Within the context of the criminal legal system, coerced sterilization in exchange for a sentence reduction remains rampant. In November 2017, an Oklahoma woman named Summer Thyme Creel was encouraged by a judge to get herself sterilized. Summer was charged with using a counterfeit check and had the procedure at the suggestion of U.S. district judge Stephen Friot, who said he would consider it as a factor during her sentencing. Also in 2017, a Tennessee judge attempted a coercive sterilization policy for incarcerated people that offered a 30-day sentence reduction if they got the birth control implant Nexplanon or a vasectomy. Moreover, there is substantial evidence of incarcerated people receiving illegal sterilization procedures in prison within the last two decades: a Center for Investigative Reporting report in 2013 revealed that nearly 150 incarcerated women in California state prisons were sterilized without the required state approvals and/or consent between 2006 and 2010.

Disabled people are especially vulnerable to reproductive control in the United States. Although it became illegal in the United States to punish incarcerated people with sterilization in 1942, the 1927 Supreme Court ruling in Buck v. Bell still allows for the forced sterilization of individuals in state institutions. The decision-making power allotted to guardians can be abused to sanction forced sterilizations as well, and the consent of guardians has historically outweighed the bodily autonomy of disabled individuals. The targeting of disabled people for sterilization, drawing from ableist notions that disabled people should not give birth or exercise their sexual agency, is not a thing of the last century: this is still happening. In 2008, 29-year-old Kirsten Johnson won a case in Illinois to prevent her sterilization—her guardian had, without her knowledge, consented to the procedure on her behalf. At the time, it was still legal in the state to forcibly sterilize disabled people (the law wasn’t prohibited until 2010). Even in 2018, the state judiciary of Washington considered a proposal that the ACLU believes could expand the use of sterilization for individuals under guardianship.

This systemic pattern of state-sanctioned reproductive control extends outward to people of marginalized genders too. Many trans and non-binary people in the United States face covert forms of coerced sterilization during the process of changing identification documents to affirm their gender identity. While it is not federally required in the U.S. for trans and non-binary people to undergo sterilization procedures to alter their gender on documents like birth certificates, some states do require some sort of ‘sex reassignment surgery’ that may interfere with a trans individual’s ability to reproduce.
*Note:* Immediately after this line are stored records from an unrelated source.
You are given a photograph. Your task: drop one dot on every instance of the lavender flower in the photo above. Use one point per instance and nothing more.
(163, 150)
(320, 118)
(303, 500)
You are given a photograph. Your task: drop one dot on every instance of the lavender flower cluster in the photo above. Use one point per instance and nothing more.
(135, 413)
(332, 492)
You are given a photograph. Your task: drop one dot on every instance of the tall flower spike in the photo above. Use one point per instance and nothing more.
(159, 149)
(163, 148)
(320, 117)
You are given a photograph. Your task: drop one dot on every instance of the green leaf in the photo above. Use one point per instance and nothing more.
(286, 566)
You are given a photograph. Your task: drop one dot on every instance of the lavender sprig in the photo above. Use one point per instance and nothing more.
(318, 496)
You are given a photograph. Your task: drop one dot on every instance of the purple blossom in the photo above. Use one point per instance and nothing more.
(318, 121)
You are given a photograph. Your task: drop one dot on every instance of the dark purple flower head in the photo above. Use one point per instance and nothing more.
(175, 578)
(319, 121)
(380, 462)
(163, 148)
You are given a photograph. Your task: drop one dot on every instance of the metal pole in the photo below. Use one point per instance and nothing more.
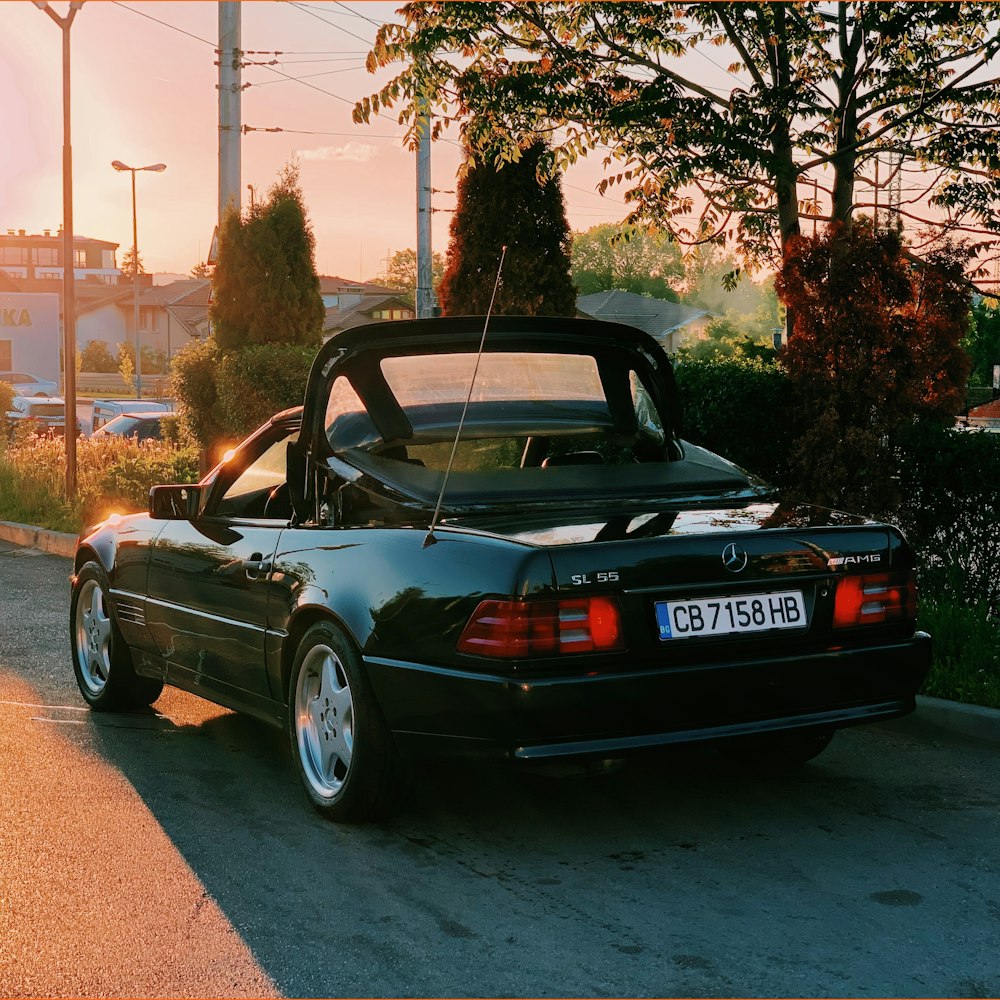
(69, 273)
(135, 294)
(425, 272)
(875, 223)
(230, 57)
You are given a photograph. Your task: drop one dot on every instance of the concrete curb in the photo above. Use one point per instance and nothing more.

It is essential to understand that all contemporary incidents of coerced reproductive control take place at the intersections of xenophobia, colonialism, racism, ableism, cisheteropatriarchy, and class oppression in the United States. The horrific abuse happening at the Irwin County Detention Center in Georgia, an act of biological warfare against migrants, emerges from this living legacy. This reality calls on us to work towards the abolition of immigrant detention and all other carceral institutions, both public and privately owned, that work to perpetuate the violent act of limiting the reproductive freedom of marginalized people. Understanding the roots of injustice makes clear the path of struggle: we must commit to reaffirming the right to bodily autonomy, the right to terminate pregnancies, and the right to reproduce without fear of coercion or criminalization.